I open the paper and I feel destabilized. I get into a political discussion with someone – whether their views are similar to mine or not – and anxiety or fear or sadness arises.
So first, patience with the larger moment feels like agreeing that the larger moment is what it is. It feels like agreeing that feeling destabilized and anxious and afraid, are true. That the news is what it is, and that when I hear it or read it I feel agitation and restlessness in the body and mind; a wanting for things to be other than they are, or for an escape. Patience with all of that feels like being with all of that, because it’s true, and not getting into an argument with what is. Relaxing the body, relaxing the mind, and simply accepting this moment for what it is.
That’s first. But then there’s what’s next. Did you see or hear David Remnick’s interview with Anthony Romero, the executive director for the ACLU, in the New Yorker on Sunday? Romero talks about all the lawsuits the ACLU is filing, and he’s somewhat optimistic. But then again the interview is titled, “We Might Have to ‘Shut Down The Country’” which is David Remnick quoting Romero, who says basically that if all else fails, we might have to take it to the streets.

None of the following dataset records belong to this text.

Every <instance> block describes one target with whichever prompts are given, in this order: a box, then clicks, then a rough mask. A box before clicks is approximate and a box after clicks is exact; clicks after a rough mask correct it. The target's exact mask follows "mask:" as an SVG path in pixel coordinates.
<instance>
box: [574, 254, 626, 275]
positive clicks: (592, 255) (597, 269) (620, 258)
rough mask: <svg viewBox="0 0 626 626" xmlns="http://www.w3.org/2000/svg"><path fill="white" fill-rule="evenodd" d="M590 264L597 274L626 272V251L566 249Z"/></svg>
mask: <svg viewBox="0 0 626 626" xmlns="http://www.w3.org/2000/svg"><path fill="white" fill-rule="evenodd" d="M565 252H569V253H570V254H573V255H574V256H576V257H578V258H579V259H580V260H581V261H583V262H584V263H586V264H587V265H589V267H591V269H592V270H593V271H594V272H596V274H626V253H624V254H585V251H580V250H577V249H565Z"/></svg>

The Dalai Lama says that, too, in a way. In Ethics for a New Millennium, His Holiness says, “[Patience and tolerance] should not be confused with mere passivity. On the contrary, adopting even vigorous countermeasures may be compatible with tolerance. There are times in everyone’s life when harsh words – or even physical intervention – may be called for. But since it safeguards our inner composure, [patience] means we are in a stronger position to judge an appropriately non-violent response than if we are overwhelmed by negative thoughts and emotions.”

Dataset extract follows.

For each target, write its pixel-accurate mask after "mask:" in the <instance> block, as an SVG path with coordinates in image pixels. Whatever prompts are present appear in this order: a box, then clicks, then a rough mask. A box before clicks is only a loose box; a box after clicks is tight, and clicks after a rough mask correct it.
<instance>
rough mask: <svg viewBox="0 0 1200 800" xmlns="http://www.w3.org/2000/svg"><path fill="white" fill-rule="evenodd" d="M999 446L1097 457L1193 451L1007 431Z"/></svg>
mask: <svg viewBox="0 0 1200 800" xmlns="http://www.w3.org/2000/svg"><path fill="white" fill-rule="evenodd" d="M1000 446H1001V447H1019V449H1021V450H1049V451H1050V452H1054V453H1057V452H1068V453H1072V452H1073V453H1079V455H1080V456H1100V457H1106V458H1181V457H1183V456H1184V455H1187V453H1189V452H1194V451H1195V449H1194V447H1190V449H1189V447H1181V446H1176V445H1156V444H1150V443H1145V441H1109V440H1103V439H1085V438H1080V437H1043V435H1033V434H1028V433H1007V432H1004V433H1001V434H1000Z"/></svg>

What I hear in that instruction is that no matter what we may need to do – take it to the streets, shut down the country - we also need to retain patience, or actually His Holiness’s translation of k’shanti, which is tolerance. It reminds me about Vedana, the Second Foundation of Mindfulness, that sense we have that each moment is either pleasant or unpleasant or neither. And how what matters, what we can do with the understanding that each moment has this valence, this Vedana, is to cultivate pleasant Vedana in the mind, or heart, or both. Which is more or less about cultivating equanimity. So that when we bump up against unpleasant moments, we can meet them with compassion and wisdom. It feels like His Holiness may be saying something similar patience, or tolerance: that we can cultivate a general sense of patience, tolerance, ease. That we can agree that yes, this is how things are. And that we can take that with us, no matter what’s called for.
At the end of the interview, Remnick more or less asks Anthony Romero about this. He asks, “Is it possible to pace yourself considering the ferocity and speed at which things are happening?” And Romero says, “You’ve got to retain bandwidth. If we run the gantlet and we file all the cases that we need to right now, and then don’t have the ability to file them in years two, three, and four, we’ll do the country no good. We have to play this game smartly. And we are picking and choosing our battles.”
Sounds like k’shanti, doesn’t it? Sounds like patience and tolerance and compassion and wisdom all in one potentially very fiery strategy. To me, it sounds worth considering.